Daniel Renaud Daniel Renaud
La Presse

Celle-ci a entériné une entente intervenue entre la représentante du contentieux de la Régie des alcools, MIsabelle Poitras, et l’avocat de l’établissement, Me Sébastien Sénéchal.

Les permis d’alcool de la Pizzeria Moretti ont été suspendus d’urgence le 24 août jusqu’à ce que la cause soit débattue sur le fond, ce qui a été fait au début du mois.

La période de suspension de 45 jours débute au premier jour de la suspension d’urgence des permis, ce qui explique pourquoi elle prend fin le 8 octobre prochain.

Malgré cette suspension, la cuisine de la Pizzeria Moretti demeure ouverte uniquement pour la livraison, et les livreurs et fournisseurs alimentaires devront demeurer dans le vestibule de l’établissement de la rue Wellington, dans le respect des mesures sanitaires adoptées par le gouvernement pour lutter contre la pandémie de la COVID-19.

Ni masque, ni distanciation

C’est justement en raison d’un manque de respect allégué de ces mesures que le Service de police de la Ville de Montréal (SPVM) a demandé à ce que les permis du restaurant soient suspendus.

Les enquêteurs de l’escouade Moralité du SPVM avaient reçu plusieurs témoignages de personnes qui affirmaient que les employés ne portaient pas leur masque dans l’établissement, que celui-ci était bondé même en temps d’interdiction de fréquentation, que les tables et clients ne respectaient pas les règles de distanciation sociale, que des employés avaient contracté le coronavirus et qu’ils devaient tout de même se rendre au travail, et que les responsables géraient la situation avec désinvolture.

Les enquêteurs ont notamment effectué une opération d’observation autour de l’établissement et pris plusieurs photos d’employés et de clients pour étoffer leur preuve.

Des policiers ont témoigné que les règles n’étaient pas respectées alors qu’un gérant de l’établissement a exposé le contraire.

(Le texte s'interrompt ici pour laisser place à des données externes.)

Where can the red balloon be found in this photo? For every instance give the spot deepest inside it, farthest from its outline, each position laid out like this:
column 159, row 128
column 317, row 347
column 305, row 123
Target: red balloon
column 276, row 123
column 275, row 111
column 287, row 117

Les autorités ont également énuméré quelques actes de violence survenus dans le restaurant ces derniers mois.

Me Sénéchal a argué que la police avait outrepassé ses pouvoirs, que les reproches relevaient davantage de la santé publique que de la sécurité publique, que la Régie des alcools n’avait pas la compétence pour se pencher sur plusieurs arguments avancés par le contentieux, et que ceux-ci relevaient davantage de la Commission des normes, de l’équité, de la santé et de la sécurité du travail (CNESST).